July 2, 2010: Police Buried Under a Blizzard of Guidance: HMIC

July 1, 2010: Freedom To Change The Law?

June 30, 2010: A New Outlook On Penal Reform?

June 30, 2010: Revolving Door Of Offending Must Stop, Says Clarke

June 30, 2010: Ken Clarke: Speech on Criminal Justice Reform

June 29, 2010: No More Police Targets

June 26, 2010: Family Intervention Projects Questioned

June 25, 2010: Cutting Criminal Justice

June 24, 2010: Napo on Sex Offenders Report

June 23, 2010: Closing Courts: The Cuts Begin

June 23, 2010: Strategy To Tackle Gangs

June 15, 2010: Courts and Mentally Disordered Offenders

June 8, 2010: Working With Muslims in Prison

June 1, 2010: Your Chance To Nominate a QC

December 16, 2005: Imprisonment Figures Published

The new Offender Management Caseload Statistics 2004 for England and Wales published by the Home Office Research, Development and Statistics Directorate provide some interesting insights into the nature of the prison population in England and Wales.

The prison population in England and Wales rose by 830 prisoners ( an increase of 1%), between June 2003 and June 2004, reaching a total of 74,490. This was a lower rate of increase than 2001 to 2002 and 2002 to 2003, when the population rose by 7% and 3% respectively.

In the medium term, the prison population increased by 25,560 prisoners, or 52%, over the decade from 1994 to 2004. Over the longer historical term, the average prison population has grown from 17,440 in 1900 to 74,657 in 2004.

The female prison population dropped by 3% between June 2003 and June 2004, which as the statistics noted represents:

"a reversal in the trend seen over the previous 9 years, in which the female population increased year on year. Since 1994 the female prison population has increased by 147 per cent."

Over the decade ending in 2004, the female prison population serving longer sentences of 4 years or more rose by 215%.

In terms of religious affiliation, the largest group of prisoners in England and Wales in June 2004 in prison was Anglicans, who were 33% of the prison population.

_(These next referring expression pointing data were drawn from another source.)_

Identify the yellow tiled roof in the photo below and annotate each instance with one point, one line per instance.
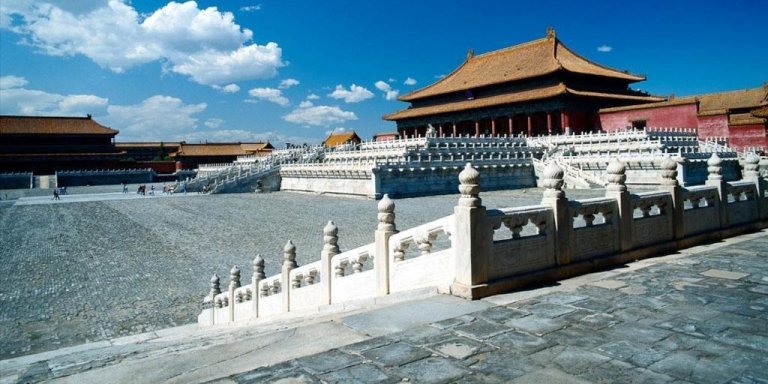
(335, 139)
(46, 125)
(535, 58)
(744, 119)
(533, 94)
(221, 149)
(761, 112)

The other main groups were those with no religious affiliation (32%), Roman Catholics (17%) and Muslims (9%). The fastest growing religious group over the decade ending in 2004 was Buddhists, who increased by no less than 574%, and numbered 1,130 in 2004. Muslim prisoners grew by 161% over the same period. The only group to reduce in size over the decade was Jewish prisoners, who dropped by 9%.

In June 2005, there were 18,750 prisoners in England and Wales from ethnic groups other than White, representing 25% of the prison population with known ethnic group. There were 11,170 prisoners from the Black or Black British ethnic group, 15% of the total prison population, making this the largest minority ethnic group. Asian or Asian British prisoners numbered 4,560 (6% of the prison population). There were 2,160 prisoners (3% of the total) from the Mixed ethnic group.

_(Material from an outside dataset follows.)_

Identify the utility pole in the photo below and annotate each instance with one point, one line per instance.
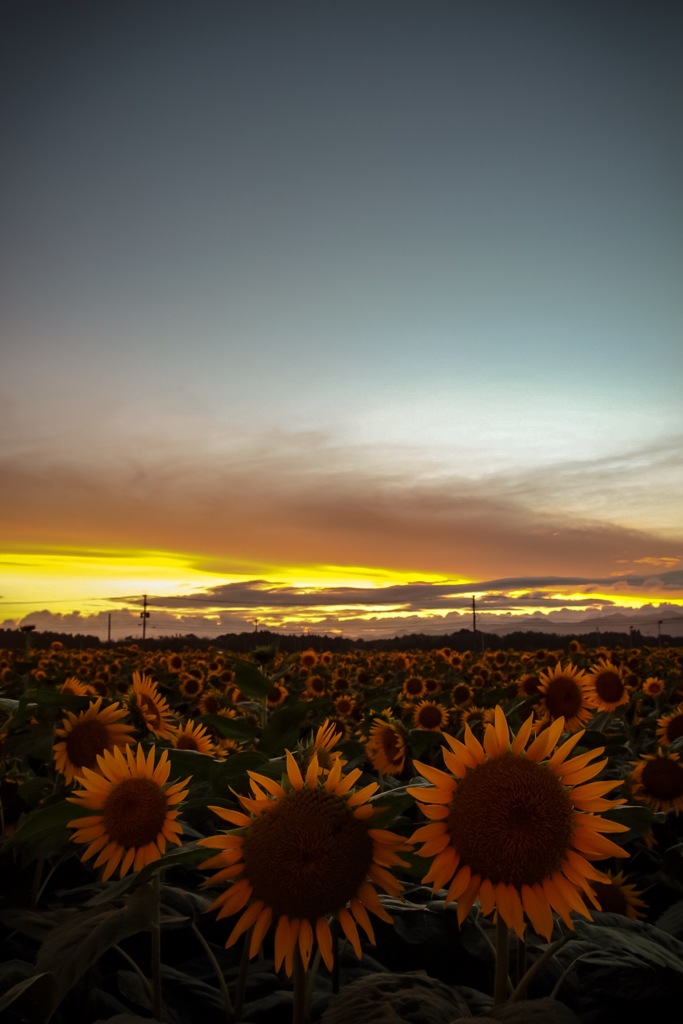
(144, 614)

There were 8,940 foreign national prisoners in 2004, or roughly one eighth of the total prison population.

Prisons in England and Wales held 5,590 prisoners under a life sentence on 30th June 2004.

England & Wales (with 142 prisoners per 100,000 general population) had the highest per capita imprisonment rate in the old European Union. England and Wales are followed by Spain (with 134 prisoners per 100,000 population), Scotland (133), the Netherlands (128) and Portugal (124). The new Statistics note that there were higher rates in the USA (726), Russia (529) and some of the new EU countries (up to 340 in Estonia and Latvia).

NB: The 15 member states of the old EU comprise Austria, Belgium, Denmark, Finland, France, Germany, Greece, Ireland, Italy, Luxembourg, the Netherlands, Portugal, Spain, Sweden, and the United Kingdom (England & Wales, Northern Ireland and Scotland). The 10 new members from 1 May 2004 are Cyprus, Czech Republic, Estonia, Hungary, Latvia, Lithuania, Malta, Poland, Slovakia, Slovenia.